Now while this was a good start, the pre-canned dashboard for the blackbox_exporter required a lot of scrolling to see the status of all the hosts, so I started building a custom dashboard for my own specific purposes. I also have firewall rules that records the throughput of each host on the network, so I decided to also put that on my dashboard.
I even have a bookmark on my 4K smart TV web browser that shows this dashboard, and it looks great!
The interesting part of this is the row of green boxes along the top, showing whether the most recent ping to the hosts were successful. If any host is down, it will be shown in red.
By adding a singlestat widget, and applying the probe_success metric based on the $target variable which was a list of all the monitored hosts, I was able to then set the repeat attribute, and it automatically renders a widget for each monitored host. Very compact indeed!
Interestingly, I had recently got an Atomic Pi single board computer (Intel Atom based board for $35, I imported 2 from the US (they cost me about $180 in total for the $95 devkit with 2 boards because of shipping and taxes), and I noticed that it was showing as red on the dashboard. I noticed this about 6 hours after it went down because of the historical data in the blackbox_exporter dashboard. I tried rebooting it, but it seemed dead, swapped in the second board, also would not boot. Turns out the supplied Power Supply with the devkit had died, and once I replaced with another 5V supply, it was back showing green on my custom Grafana dashboard!
Another interesting observation was one of my critical hosts was returning very large pings at quite regular intervals, sometimes even showing up as red on the dashboard. On digging a bit deeper into what was running on that machine, it turned out that it was an old watchdog script that bounced the network interface if it couldn’t ping a particular host, and the host it was attempting to ping had been removed from the network several months ago. So changing the host to my gateway host solved the problem, pings went back to normal, and that host has been showing green ever since.

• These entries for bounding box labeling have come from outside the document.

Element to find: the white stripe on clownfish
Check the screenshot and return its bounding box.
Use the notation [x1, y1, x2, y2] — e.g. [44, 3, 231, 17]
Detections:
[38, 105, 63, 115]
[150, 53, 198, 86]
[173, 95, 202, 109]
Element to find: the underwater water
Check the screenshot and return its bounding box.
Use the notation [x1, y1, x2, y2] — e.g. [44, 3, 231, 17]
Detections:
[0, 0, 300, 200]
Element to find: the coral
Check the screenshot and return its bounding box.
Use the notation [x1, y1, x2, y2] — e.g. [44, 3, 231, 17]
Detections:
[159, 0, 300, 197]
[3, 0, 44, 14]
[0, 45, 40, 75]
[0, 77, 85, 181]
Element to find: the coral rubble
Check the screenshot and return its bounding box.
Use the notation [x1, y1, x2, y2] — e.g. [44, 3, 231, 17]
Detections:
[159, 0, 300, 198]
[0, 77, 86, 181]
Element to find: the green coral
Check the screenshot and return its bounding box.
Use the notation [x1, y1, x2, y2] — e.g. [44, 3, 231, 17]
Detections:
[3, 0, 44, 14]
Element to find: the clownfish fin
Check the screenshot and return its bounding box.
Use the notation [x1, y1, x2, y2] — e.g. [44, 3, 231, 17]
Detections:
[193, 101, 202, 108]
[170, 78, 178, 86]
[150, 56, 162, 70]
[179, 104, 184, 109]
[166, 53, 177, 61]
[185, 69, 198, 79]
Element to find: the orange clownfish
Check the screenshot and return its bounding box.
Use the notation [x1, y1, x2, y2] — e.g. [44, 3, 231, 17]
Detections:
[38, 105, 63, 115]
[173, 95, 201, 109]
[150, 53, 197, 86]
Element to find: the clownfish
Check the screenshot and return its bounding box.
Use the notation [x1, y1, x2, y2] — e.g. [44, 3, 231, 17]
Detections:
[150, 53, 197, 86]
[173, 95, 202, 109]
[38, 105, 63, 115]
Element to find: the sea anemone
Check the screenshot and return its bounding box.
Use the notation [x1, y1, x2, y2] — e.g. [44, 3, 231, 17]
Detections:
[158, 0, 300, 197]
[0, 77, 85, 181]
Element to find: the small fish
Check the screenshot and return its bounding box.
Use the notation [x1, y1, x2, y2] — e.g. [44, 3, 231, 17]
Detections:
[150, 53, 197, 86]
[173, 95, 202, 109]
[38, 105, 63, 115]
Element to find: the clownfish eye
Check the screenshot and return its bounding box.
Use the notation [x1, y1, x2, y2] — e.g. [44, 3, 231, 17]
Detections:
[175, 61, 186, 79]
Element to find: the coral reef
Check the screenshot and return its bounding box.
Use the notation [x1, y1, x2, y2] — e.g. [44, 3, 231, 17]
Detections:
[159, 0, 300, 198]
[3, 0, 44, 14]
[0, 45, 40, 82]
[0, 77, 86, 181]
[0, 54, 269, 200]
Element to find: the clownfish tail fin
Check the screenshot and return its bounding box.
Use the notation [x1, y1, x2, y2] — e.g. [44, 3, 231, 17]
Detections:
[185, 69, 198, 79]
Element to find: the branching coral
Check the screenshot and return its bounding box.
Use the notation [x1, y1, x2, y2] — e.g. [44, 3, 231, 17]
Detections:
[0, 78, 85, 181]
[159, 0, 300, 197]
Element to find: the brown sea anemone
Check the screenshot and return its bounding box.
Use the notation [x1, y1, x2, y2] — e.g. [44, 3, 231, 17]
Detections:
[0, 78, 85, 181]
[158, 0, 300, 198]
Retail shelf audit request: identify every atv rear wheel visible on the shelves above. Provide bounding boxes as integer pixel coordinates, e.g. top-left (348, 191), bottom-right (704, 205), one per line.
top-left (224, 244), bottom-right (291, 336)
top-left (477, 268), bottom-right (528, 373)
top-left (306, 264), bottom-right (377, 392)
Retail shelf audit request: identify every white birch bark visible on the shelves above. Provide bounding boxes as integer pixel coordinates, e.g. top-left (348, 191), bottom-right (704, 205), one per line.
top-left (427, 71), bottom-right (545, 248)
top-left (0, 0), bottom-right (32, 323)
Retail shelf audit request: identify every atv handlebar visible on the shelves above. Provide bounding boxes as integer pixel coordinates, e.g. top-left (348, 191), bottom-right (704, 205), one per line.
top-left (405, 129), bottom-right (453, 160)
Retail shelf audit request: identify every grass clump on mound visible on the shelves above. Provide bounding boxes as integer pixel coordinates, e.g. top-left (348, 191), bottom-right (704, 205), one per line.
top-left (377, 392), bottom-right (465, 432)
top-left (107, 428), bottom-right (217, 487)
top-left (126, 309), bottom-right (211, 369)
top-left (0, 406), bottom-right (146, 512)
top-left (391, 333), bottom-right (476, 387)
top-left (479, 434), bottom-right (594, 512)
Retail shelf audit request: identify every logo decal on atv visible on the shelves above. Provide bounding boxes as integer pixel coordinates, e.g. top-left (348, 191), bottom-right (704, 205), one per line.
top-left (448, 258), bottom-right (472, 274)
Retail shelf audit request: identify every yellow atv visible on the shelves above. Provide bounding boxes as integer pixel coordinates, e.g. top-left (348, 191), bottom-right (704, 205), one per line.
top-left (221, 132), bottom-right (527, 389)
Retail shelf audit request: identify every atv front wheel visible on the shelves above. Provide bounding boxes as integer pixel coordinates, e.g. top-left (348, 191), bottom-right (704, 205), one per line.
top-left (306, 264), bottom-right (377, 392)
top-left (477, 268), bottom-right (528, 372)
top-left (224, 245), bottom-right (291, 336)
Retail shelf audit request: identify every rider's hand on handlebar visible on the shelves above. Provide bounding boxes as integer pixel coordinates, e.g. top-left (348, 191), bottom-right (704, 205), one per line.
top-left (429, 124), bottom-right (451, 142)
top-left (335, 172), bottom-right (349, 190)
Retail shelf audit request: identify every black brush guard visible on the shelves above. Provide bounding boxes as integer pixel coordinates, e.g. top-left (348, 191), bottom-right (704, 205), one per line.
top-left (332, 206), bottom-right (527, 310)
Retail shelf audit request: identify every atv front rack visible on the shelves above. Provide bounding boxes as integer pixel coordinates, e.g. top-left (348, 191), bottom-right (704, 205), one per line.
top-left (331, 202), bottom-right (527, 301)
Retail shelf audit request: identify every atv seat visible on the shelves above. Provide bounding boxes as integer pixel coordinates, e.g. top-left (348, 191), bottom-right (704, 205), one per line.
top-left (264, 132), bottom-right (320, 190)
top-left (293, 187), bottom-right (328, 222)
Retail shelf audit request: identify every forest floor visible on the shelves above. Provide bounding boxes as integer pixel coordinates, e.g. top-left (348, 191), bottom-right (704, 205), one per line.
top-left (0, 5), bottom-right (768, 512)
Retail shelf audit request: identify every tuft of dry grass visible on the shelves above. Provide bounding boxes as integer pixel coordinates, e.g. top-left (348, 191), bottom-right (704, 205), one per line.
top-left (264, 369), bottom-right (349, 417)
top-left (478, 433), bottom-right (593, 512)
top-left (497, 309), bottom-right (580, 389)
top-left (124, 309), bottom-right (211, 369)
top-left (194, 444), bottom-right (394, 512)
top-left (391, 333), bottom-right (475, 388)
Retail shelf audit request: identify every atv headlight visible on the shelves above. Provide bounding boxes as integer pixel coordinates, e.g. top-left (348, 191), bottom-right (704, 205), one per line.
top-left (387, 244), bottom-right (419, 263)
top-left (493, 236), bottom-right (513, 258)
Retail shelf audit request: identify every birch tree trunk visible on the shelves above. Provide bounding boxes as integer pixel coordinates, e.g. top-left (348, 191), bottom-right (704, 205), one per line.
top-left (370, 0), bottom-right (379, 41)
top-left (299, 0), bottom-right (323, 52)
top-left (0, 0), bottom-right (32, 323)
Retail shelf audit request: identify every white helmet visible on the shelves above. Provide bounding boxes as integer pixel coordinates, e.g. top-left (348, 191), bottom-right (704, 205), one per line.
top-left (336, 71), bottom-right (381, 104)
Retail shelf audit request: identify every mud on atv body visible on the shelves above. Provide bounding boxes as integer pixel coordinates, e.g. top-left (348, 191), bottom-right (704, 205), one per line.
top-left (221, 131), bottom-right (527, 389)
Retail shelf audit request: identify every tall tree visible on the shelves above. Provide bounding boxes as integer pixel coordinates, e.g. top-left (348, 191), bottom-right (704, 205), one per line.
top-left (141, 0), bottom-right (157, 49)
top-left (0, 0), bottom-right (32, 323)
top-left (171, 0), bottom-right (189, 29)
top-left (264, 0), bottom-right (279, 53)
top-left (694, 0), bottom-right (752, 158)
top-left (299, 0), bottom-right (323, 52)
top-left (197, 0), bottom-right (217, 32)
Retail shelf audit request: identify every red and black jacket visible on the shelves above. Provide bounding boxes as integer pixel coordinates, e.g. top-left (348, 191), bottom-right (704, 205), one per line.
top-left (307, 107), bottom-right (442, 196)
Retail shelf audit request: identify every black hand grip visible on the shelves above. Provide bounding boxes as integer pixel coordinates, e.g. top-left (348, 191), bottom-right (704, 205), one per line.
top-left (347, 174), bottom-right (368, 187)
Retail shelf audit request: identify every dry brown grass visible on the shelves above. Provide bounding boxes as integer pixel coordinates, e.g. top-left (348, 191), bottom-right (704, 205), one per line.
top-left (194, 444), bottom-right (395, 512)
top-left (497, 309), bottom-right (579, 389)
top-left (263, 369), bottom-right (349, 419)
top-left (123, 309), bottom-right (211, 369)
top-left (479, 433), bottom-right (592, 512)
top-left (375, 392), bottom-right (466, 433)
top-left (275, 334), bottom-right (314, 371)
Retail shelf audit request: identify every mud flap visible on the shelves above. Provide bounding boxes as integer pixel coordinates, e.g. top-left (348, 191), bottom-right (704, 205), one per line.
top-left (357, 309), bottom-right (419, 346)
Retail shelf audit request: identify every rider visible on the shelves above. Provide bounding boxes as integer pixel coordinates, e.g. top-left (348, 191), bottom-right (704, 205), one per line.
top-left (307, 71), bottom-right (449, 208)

I’ve since added a lot of the charts I previously had in EmonCMS, such as my heating system info:
My Home Heating Oil tank level (showing oil use over several months):
And the readings from my outdoor air quality sensor:
You can see from this particular chart that it’s stopped reporting since a couple of days ago. The host that’s generating that data is not on the list of hosts on my dashboard, so I guess I’ll have to add it in!